I remember a powerful scene in the movie Shawshank Redemption. Andy has just gotten out of the hole after spending a month there for playing music over the intercom system - music that awakened something in the inmates they had forgotten or never knew existed. One of the inmates comments about how difficult and lonely it is in the hole. Andy responds: 
 
Andy: I had Mr. Mozart to keep me company...[points and taps his head.] It was in here. [gestures over his heart] And in here. That's the beauty of music. They can't get that from you. Haven't you ever felt that way about music?

Red: Well... I played a mean harmonica as a younger man. Lost interest in it, though. Didn't make too much sense in here.

Andy: No, here's where it makes the most sense. You need it so you don't forget.

Red: Forget?

Andy: That there are places in the world that aren't made out of stone. That there's... there's somethin' inside that they can't get to; that they can't touch. It's yours.

Red: What are you talkin' about?

Andy: Hope.

Red: Hope? Let me tell you something, my friend. Hope is a dangerous thing. Hope can drive a man insane. It's got no use on the inside. You'd better get used to that idea.

Andy: Like Brooks did?

Although I've never been in prison (so far) I understand exactly what Red is saying. But several weeks ago I was sharing with friends and realized that hope no longer felt dangerous to me. It felt like something precious of mine, like a bird that I needed to care for and protect no matter what happened in the "real" world. I was reminded of Thumbelina, a favorite fairy tale from childhood. In the story, a woman who had no children dreamed about having a little girl but the dream never came true. She went to a witch who gave her a magic grain of barley, which the woman planted. The grain turned into a lovely flower and inside it was a little girl no bigger than a thumb. Thumbelina is snatched by a frog, a beetle, and a spider, and eventually ends up with a field mouse whose plan is to marry Thumbelina to a rich mole. She's already been through alot, and now this! It looks like she'll be married to an old furry half-blind mole and stuck in dark underground tunnels for the rest of her life. During a visit to the mole the field mouse and Thumbelina come across a swallow that looks dead. The mole nudges the bird and says, "That'll teach her! She should have come underground instead of darting about the sky all summer!" That sounds a little like something Red might say. The mole's words horrify Thumbelina who secretly nurses the swallow back to health. The bird carries Thumbelina off to freedom and of course, she meets her prince.

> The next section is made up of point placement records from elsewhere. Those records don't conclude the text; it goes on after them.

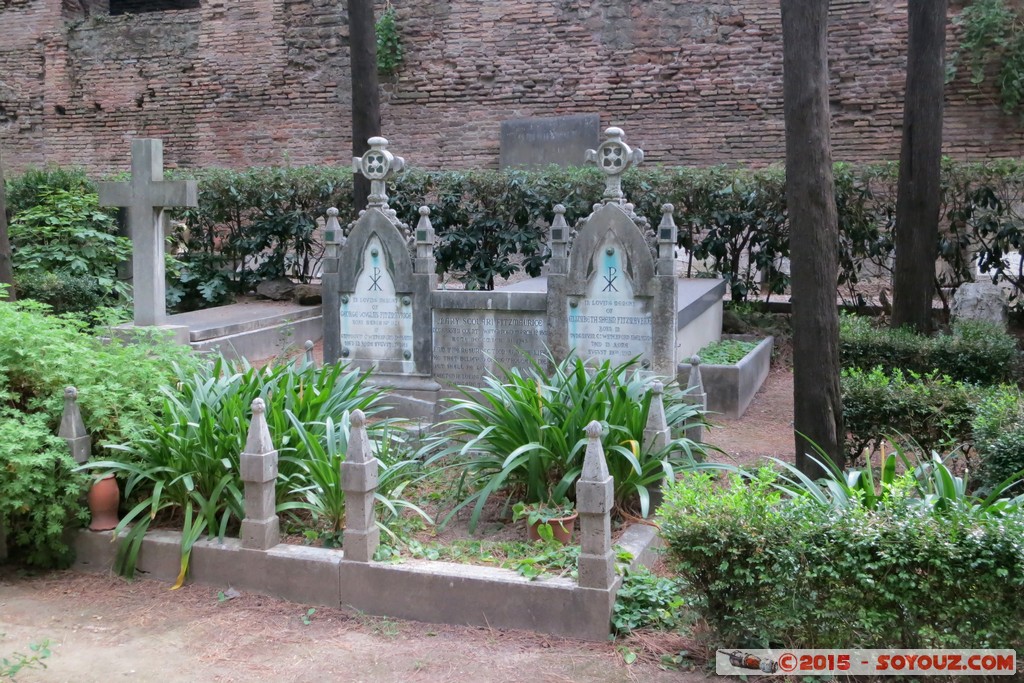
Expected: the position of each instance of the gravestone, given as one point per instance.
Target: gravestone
(145, 197)
(376, 299)
(542, 141)
(608, 299)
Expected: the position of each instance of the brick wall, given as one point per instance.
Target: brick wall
(246, 82)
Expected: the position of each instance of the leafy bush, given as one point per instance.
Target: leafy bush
(39, 495)
(726, 351)
(998, 436)
(879, 406)
(745, 550)
(119, 383)
(523, 433)
(66, 232)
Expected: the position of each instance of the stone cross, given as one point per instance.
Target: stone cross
(378, 165)
(613, 157)
(594, 499)
(145, 198)
(258, 470)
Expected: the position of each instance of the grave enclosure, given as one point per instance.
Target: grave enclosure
(608, 293)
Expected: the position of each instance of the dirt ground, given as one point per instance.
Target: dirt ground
(101, 629)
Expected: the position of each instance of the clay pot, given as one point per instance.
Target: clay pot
(103, 499)
(561, 528)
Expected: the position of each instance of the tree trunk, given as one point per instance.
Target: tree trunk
(6, 267)
(813, 233)
(366, 90)
(920, 166)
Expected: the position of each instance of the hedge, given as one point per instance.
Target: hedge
(492, 224)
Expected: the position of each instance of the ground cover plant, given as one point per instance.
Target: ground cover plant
(118, 390)
(859, 553)
(186, 470)
(521, 435)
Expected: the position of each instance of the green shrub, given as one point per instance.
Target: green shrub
(62, 292)
(39, 495)
(522, 433)
(66, 232)
(768, 571)
(975, 351)
(934, 409)
(998, 436)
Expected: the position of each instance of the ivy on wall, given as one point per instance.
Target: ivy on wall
(992, 48)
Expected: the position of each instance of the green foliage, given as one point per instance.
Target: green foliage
(67, 233)
(726, 351)
(992, 41)
(976, 351)
(247, 225)
(998, 436)
(389, 48)
(9, 668)
(39, 495)
(900, 574)
(647, 601)
(119, 383)
(522, 433)
(932, 408)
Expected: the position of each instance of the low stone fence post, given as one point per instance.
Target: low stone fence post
(594, 499)
(358, 480)
(258, 466)
(695, 394)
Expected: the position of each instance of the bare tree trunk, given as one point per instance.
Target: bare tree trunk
(6, 266)
(814, 233)
(920, 167)
(366, 90)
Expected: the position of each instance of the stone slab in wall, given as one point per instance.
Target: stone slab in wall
(544, 140)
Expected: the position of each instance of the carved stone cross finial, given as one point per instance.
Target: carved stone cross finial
(145, 198)
(378, 165)
(613, 157)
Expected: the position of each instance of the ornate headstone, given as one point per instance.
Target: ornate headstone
(612, 303)
(376, 294)
(145, 198)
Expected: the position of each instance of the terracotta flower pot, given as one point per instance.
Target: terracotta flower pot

Life is full of big and little deaths and disappointments and it's easy to give in to cynicism and give up on hope. This fairy tale reminds me to take care of my hopes and dreams because they are a part of me. I don't know when, if or how some of my hopes will be realized but I don't need to. I just need to follow my heart like Thumbelina did as her heart went out to the wounded swallow. I made a shrine on the theme of Thumbelina as a way of working with the symbols and ideas of the story that was and still is so meaningful to me.